Current knowledge on the pathophysiology of idiopathic hypersomnia and potential mechanisms of action for low-sodium oxybate treatment

To elucidate hypotheses for the pathophysiology of idiopathic hypersomnia and discuss the mechanisms by which low-sodium oxybate (LXB) improves idiopathic hypersomnia symptoms. Published literature on idiopathic hypersomnia sleep abnormalities, symptoms, treatments, and underlying pathophysiology was reviewed. Patients with idiopathic hypersomnia often show sleep architecture alterations, such as increased sleep efficiency and reduced slow-wave sleep, although the literature lacks consensus. The current understanding of pathophysiologic changes in idiopathic hypersomnia is sparse, but several hypotheses have been posited to explain specific symptoms. Long biological sleep clock, hypofunction of default mode network, dysregulated gamma-aminobutyric acid (GABA) signaling, inflammation, reduced physical activity, and immunologic abnormalities have been linked, to varying degrees, with the hallmark symptoms of idiopathic hypersomnia (excessive daytime sleepiness, sleep inertia, brain fog, dysautonomia).

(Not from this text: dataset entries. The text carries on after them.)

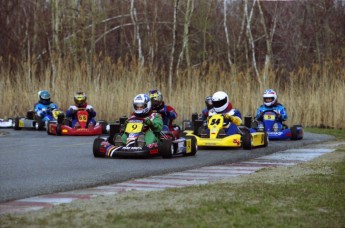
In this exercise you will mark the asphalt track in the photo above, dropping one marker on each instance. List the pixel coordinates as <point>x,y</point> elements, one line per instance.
<point>34,163</point>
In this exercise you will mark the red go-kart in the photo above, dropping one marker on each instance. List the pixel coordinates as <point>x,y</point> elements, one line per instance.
<point>63,126</point>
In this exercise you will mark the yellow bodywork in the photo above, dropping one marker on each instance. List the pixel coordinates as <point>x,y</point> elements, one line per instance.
<point>215,124</point>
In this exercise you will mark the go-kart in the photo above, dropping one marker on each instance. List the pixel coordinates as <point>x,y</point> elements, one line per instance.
<point>6,123</point>
<point>275,129</point>
<point>213,135</point>
<point>33,121</point>
<point>168,145</point>
<point>64,126</point>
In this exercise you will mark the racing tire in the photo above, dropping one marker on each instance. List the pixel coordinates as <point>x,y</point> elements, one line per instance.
<point>294,133</point>
<point>104,124</point>
<point>197,124</point>
<point>16,124</point>
<point>166,149</point>
<point>96,148</point>
<point>48,132</point>
<point>59,129</point>
<point>266,140</point>
<point>193,145</point>
<point>247,141</point>
<point>39,125</point>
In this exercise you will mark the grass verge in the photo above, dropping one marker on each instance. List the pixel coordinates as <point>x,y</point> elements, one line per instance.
<point>309,194</point>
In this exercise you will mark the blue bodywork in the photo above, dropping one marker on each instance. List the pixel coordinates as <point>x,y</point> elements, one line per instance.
<point>276,130</point>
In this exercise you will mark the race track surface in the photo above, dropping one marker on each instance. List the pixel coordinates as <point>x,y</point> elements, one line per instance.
<point>34,163</point>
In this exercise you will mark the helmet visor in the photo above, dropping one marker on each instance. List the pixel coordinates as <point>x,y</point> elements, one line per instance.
<point>218,104</point>
<point>139,106</point>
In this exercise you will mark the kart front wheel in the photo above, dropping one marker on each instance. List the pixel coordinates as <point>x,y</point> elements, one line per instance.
<point>16,124</point>
<point>96,148</point>
<point>193,146</point>
<point>166,149</point>
<point>294,133</point>
<point>59,129</point>
<point>247,141</point>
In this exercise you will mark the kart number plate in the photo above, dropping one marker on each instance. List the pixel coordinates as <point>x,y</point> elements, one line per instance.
<point>134,127</point>
<point>269,117</point>
<point>82,118</point>
<point>188,146</point>
<point>21,123</point>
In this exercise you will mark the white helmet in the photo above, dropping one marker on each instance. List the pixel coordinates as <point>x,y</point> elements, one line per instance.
<point>141,104</point>
<point>220,101</point>
<point>270,93</point>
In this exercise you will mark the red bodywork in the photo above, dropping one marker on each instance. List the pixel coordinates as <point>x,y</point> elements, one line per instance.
<point>82,129</point>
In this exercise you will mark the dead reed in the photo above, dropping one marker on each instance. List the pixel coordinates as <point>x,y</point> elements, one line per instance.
<point>313,96</point>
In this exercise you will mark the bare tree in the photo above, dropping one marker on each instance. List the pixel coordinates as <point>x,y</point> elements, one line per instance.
<point>172,53</point>
<point>227,33</point>
<point>250,37</point>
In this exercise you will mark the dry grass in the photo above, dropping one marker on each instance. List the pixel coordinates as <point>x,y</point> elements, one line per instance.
<point>313,97</point>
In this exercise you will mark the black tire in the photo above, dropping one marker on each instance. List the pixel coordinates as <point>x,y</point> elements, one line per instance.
<point>96,147</point>
<point>61,118</point>
<point>39,125</point>
<point>197,124</point>
<point>166,149</point>
<point>104,124</point>
<point>16,124</point>
<point>248,121</point>
<point>48,128</point>
<point>294,133</point>
<point>266,140</point>
<point>193,145</point>
<point>59,129</point>
<point>247,141</point>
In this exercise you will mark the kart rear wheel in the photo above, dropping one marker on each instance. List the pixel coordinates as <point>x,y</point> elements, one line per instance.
<point>16,124</point>
<point>96,147</point>
<point>48,124</point>
<point>166,149</point>
<point>59,129</point>
<point>104,124</point>
<point>266,139</point>
<point>193,145</point>
<point>294,133</point>
<point>247,141</point>
<point>197,124</point>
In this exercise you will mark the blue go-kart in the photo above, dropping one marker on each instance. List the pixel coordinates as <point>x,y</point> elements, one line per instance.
<point>275,129</point>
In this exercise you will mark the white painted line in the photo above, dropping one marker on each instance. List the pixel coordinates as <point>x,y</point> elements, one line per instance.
<point>54,201</point>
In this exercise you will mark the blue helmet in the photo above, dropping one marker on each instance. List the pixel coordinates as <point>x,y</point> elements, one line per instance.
<point>208,102</point>
<point>44,97</point>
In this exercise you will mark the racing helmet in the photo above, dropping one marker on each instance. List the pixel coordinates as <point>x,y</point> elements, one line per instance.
<point>270,97</point>
<point>208,102</point>
<point>80,99</point>
<point>156,98</point>
<point>220,101</point>
<point>44,97</point>
<point>141,105</point>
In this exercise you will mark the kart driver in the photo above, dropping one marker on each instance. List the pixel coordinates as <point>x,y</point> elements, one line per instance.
<point>222,105</point>
<point>44,107</point>
<point>80,104</point>
<point>270,103</point>
<point>209,106</point>
<point>153,122</point>
<point>167,112</point>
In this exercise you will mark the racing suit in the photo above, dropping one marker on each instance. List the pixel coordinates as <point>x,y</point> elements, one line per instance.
<point>72,114</point>
<point>278,108</point>
<point>168,114</point>
<point>231,116</point>
<point>150,130</point>
<point>45,110</point>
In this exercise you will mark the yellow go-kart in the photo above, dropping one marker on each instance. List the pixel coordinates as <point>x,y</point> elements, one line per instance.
<point>214,135</point>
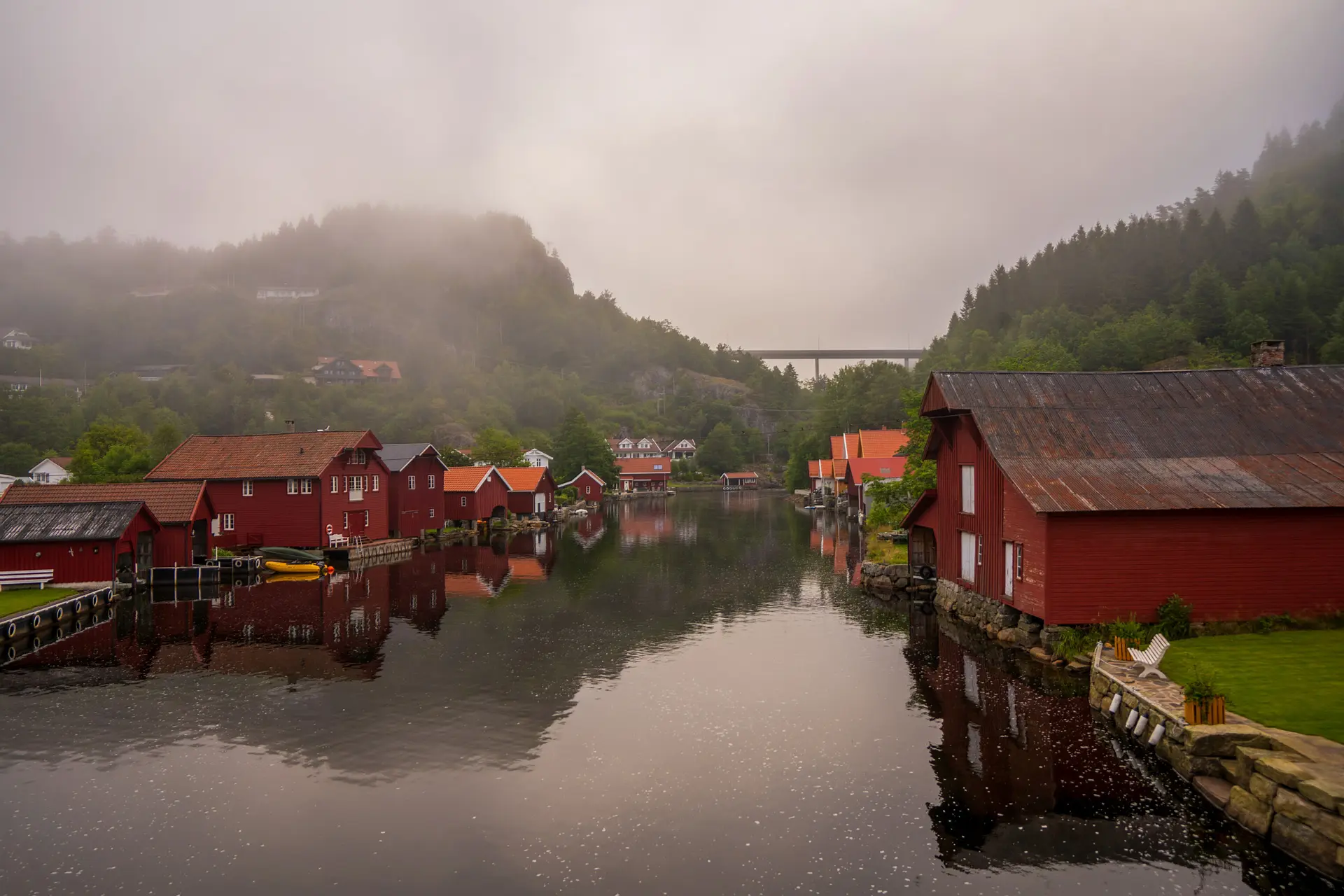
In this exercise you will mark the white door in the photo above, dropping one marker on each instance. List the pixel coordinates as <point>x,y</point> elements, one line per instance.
<point>968,556</point>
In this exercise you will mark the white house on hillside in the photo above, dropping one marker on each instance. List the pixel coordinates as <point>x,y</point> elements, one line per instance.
<point>537,457</point>
<point>51,470</point>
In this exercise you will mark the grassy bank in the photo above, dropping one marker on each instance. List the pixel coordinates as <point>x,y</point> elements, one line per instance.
<point>881,551</point>
<point>20,599</point>
<point>1291,680</point>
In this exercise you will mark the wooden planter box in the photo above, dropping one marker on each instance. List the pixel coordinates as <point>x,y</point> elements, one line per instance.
<point>1206,713</point>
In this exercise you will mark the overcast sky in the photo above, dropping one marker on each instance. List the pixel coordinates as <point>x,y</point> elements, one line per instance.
<point>761,174</point>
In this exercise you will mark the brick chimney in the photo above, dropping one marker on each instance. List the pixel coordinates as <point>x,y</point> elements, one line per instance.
<point>1268,352</point>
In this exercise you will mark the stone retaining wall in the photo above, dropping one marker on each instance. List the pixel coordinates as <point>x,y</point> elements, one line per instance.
<point>1275,783</point>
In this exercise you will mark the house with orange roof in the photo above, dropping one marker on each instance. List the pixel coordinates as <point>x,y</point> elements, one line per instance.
<point>531,489</point>
<point>286,489</point>
<point>473,493</point>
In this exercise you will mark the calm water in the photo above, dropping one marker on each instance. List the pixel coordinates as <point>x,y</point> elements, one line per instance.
<point>680,696</point>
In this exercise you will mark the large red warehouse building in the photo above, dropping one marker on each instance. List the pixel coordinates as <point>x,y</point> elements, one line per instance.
<point>292,489</point>
<point>183,510</point>
<point>1085,498</point>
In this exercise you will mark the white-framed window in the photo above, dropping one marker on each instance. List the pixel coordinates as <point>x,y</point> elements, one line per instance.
<point>968,488</point>
<point>968,556</point>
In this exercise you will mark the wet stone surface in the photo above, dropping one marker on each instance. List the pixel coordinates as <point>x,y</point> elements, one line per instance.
<point>682,695</point>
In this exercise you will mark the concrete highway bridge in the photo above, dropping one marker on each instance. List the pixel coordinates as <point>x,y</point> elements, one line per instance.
<point>907,355</point>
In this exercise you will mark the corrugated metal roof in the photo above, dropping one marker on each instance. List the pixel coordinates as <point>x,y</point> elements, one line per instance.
<point>77,522</point>
<point>1161,440</point>
<point>398,454</point>
<point>168,501</point>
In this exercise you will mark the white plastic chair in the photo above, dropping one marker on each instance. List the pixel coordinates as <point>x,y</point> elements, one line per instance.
<point>1152,657</point>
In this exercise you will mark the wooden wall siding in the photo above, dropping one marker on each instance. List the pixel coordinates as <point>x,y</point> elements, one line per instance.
<point>407,510</point>
<point>1028,528</point>
<point>1228,564</point>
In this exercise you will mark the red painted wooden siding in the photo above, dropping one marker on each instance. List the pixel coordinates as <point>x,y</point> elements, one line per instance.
<point>480,503</point>
<point>413,511</point>
<point>77,561</point>
<point>1228,564</point>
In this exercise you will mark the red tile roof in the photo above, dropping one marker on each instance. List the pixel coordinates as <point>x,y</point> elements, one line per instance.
<point>522,479</point>
<point>882,442</point>
<point>168,501</point>
<point>258,457</point>
<point>645,465</point>
<point>465,479</point>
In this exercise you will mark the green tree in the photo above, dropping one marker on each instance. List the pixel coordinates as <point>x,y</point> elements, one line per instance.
<point>578,445</point>
<point>112,453</point>
<point>498,448</point>
<point>718,453</point>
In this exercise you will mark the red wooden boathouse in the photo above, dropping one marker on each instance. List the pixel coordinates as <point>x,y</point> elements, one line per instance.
<point>531,489</point>
<point>473,493</point>
<point>183,510</point>
<point>416,488</point>
<point>1085,498</point>
<point>286,489</point>
<point>83,542</point>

Treatment mechanisms may help elucidate pathophysiologic mechanisms. LXB effectively addresses idiopathic hypersomnia symptoms and is the only US-approved therapy for this indication. Oxybate, the active moiety in LXB, acts dose-dependently on GABA and gamma-hydroxybutyrate receptors, inhibits dopamine and noradrenaline signaling, and improves sleep architecture in people with narcolepsy. The effectiveness of LXB, a sleep-inducing treatment, on idiopathic hypersomnia symptoms suggests altered sleep architecture may contribute to this disorder. Idiopathic hypersomnia, a sleep disorder with potentially debilitating symptoms, remains understudied. The underlying pathophysiology of idiopathic hypersomnia needs defining; insights can be gleaned from contextualizing current knowledge about mechanisms of effective treatments, such as LXB.